争い合っているポイントは「集客数」だろう.
交流人口の創出・拡大策は,減少する日本国民のパイを奪い合っていると持続不可能だから,インバウンドへ向かっている(コロナ禍でアウトだけど).
関係人口の創出・拡大策は,人をシェアしよう,という方策だ.
考え方は少し違うけれど,いずれにしても「ぜひわがまちへお越しください」という姿勢は同じだから,集客数を競い合うことに変わりない.「〇〇人口を増やそう」と言っている時点でそうなのだ.
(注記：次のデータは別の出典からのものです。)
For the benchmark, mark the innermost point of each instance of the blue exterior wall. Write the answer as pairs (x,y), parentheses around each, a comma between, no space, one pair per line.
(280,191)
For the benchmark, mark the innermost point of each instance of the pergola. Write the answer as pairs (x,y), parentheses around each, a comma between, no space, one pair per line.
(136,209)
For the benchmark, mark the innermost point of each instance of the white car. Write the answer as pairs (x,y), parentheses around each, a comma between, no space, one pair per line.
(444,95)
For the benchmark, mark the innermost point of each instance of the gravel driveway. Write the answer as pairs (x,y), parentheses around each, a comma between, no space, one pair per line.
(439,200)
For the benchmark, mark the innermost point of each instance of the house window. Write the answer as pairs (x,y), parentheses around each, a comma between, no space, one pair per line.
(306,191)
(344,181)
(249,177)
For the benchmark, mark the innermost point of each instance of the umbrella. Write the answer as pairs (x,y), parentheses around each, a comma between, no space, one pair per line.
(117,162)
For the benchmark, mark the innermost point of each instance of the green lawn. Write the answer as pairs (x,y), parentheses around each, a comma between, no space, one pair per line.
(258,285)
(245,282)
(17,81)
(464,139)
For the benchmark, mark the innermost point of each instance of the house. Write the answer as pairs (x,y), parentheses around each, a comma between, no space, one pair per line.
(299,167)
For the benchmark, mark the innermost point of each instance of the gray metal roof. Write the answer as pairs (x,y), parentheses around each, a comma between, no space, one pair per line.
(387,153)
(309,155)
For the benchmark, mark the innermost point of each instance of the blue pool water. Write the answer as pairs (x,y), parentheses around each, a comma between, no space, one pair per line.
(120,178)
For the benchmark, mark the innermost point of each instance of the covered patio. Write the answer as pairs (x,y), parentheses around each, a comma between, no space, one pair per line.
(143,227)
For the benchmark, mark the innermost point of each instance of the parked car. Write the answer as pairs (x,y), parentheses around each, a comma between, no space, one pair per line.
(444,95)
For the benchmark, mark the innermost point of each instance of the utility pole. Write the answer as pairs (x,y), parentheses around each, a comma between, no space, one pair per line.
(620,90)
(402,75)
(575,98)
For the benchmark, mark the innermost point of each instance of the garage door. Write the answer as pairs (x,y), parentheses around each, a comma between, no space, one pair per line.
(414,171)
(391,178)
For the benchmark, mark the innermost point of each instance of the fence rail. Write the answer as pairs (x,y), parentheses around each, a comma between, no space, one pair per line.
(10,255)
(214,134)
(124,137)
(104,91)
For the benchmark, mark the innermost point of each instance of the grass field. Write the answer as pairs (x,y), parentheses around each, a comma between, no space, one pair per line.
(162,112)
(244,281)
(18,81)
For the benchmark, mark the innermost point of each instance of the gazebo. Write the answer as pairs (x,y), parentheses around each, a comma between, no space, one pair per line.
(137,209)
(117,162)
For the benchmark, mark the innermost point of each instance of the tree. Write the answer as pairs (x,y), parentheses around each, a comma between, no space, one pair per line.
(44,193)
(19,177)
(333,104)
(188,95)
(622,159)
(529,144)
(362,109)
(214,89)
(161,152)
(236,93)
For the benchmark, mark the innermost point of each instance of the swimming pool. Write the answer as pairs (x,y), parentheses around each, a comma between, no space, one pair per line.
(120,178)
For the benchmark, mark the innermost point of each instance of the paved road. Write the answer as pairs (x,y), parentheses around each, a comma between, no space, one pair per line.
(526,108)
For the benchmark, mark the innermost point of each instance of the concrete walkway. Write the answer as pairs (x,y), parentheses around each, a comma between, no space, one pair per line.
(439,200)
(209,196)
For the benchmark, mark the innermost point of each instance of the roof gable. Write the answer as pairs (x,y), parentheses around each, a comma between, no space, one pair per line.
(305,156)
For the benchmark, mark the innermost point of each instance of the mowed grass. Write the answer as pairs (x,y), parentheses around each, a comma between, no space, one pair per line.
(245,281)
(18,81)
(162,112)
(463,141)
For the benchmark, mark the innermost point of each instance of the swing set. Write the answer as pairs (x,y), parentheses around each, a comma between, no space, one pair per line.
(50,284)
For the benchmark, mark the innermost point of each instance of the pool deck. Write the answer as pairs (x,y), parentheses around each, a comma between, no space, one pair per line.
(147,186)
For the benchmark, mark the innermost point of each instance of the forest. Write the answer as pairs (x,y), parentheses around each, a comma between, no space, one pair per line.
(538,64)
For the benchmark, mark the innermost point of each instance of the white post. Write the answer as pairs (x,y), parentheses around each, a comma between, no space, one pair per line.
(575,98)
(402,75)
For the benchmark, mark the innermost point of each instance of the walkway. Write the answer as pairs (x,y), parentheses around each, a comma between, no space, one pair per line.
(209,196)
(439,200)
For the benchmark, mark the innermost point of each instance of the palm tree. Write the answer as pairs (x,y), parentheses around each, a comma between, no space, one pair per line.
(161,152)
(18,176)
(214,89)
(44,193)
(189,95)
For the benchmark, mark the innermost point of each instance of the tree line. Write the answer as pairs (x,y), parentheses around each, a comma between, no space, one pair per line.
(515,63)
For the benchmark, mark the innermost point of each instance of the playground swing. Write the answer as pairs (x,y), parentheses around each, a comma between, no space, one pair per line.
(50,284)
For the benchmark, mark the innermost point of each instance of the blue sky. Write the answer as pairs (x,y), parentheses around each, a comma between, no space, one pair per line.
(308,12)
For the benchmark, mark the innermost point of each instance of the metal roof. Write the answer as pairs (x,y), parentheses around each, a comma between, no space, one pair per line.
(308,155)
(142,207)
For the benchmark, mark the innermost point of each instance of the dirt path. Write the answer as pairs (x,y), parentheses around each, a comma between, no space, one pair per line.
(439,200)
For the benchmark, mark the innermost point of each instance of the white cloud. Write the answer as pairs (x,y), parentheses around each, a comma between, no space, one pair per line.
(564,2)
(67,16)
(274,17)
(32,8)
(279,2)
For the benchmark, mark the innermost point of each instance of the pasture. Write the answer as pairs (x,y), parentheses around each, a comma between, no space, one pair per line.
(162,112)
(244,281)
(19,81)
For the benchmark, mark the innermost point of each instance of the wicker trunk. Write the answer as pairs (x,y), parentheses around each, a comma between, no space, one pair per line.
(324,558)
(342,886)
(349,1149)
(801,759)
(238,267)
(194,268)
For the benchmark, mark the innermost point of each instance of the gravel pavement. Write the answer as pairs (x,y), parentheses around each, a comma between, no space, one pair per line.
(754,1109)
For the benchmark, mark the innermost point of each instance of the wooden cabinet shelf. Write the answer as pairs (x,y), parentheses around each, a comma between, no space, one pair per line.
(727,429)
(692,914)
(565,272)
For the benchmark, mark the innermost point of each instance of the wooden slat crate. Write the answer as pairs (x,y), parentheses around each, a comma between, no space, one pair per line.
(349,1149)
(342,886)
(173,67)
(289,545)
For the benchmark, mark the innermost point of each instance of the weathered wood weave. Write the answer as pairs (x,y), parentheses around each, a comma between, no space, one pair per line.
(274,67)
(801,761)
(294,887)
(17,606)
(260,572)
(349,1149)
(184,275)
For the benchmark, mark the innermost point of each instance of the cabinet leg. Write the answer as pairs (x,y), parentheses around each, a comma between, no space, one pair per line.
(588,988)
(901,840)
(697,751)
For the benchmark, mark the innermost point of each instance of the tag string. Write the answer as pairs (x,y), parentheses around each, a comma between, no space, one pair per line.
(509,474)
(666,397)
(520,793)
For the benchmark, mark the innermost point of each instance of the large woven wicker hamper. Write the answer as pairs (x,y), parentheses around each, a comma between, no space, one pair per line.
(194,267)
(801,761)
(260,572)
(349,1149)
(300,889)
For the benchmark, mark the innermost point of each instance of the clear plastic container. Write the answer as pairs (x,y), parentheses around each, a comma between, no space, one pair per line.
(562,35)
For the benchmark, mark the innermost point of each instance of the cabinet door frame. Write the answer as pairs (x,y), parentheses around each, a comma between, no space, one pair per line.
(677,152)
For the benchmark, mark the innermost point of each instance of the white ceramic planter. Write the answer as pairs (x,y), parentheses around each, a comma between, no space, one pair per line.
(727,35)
〇〇人口を増やすことだけを追い求めても,地域は豊かにはならない.(観光客の消費単価が増え続けたり,関係人口が地域に価値を生み出し続けたりするなら話は違うが)
しかし,豊かな地域なら,〇〇人口は自然と増えるだろう.重要なことは,地域を内側から豊かにできるか,だ.
マイクロブルワリーが生産するクラフトビール(いわゆる地ビール)が流行っている.それぞれの土地の原材料を用いて作られるビールは,その土地の空気と土と水を感じることができて,まさにオンリーワンに感じる.
しかし,あっちの地ビールとこっちの地ビールが集客数(人気,かな?)で競争したら,結局,一番人が集まる東京で販売してファンを増やそう,ということになる.地域活性化を目指して始めたマイクロブルワリーなのに,東京が最も多くのクラフトビールが集まる地域になる.クラフトビールの価値を最も享受できるのは東京に暮らす人たちだ.地域には外貨が入ってくるが,それで地域は豊かになるだろうか?マイクロブルワリーは成功なのだろうか?
交流人口増加のためのスポーツイベントは,同時期に開催されるイベント同士の集客争いになっている.
週末に開催されることの多いシティマラソン大会では,参加申込期限を同時期に開催される大規模な大会(例えば東京マラソン)の参加抽選の結果発表の後に設定することがある.大規模大会の抽選に落ちたランナーに参加してもらおうという作戦だ.大都市圏のマラソン大会はライオンで,地方のマラソン大会はハイエナのように見えてくる.
シティマラソンの成功とはなんだろうか?
当日走れる人の数には限界があるから,そもそも集客数の多寡で競い合うことはできない.他地域の大会と比較せず,オンリーワンとしての固有価値を評価し,説明する指標が必要だろう.
それは,参加者満足度だろうか?それとも,リピート率?沿道の人出?経済波及効果?地域愛着度?大会前後のまちなかジョガーの数?まるっとまとめて社会的インパクト?考える余地はまだまだありそうだ.
クラフトビールも,シティマラソンも,外側にファンを増やそうとする前に,内側にまちを豊かにしようとする仲間を増やしたいものだ.
地域内に仲間が増えたら,「まちを豊かにしようとする面白い人がいるまち」というオンリーワンな価値が生まれるだろう.まちの価値とは人の価値なのかもしれない.
冒頭の企画展,東京でやってる企画展を岡山に持ってこようとしてもダメで,岡山の人たちで,岡山でしかできない企画展をして,岡山の人たちにたくさん来場してもらう,ということが必要かな,と思い直した.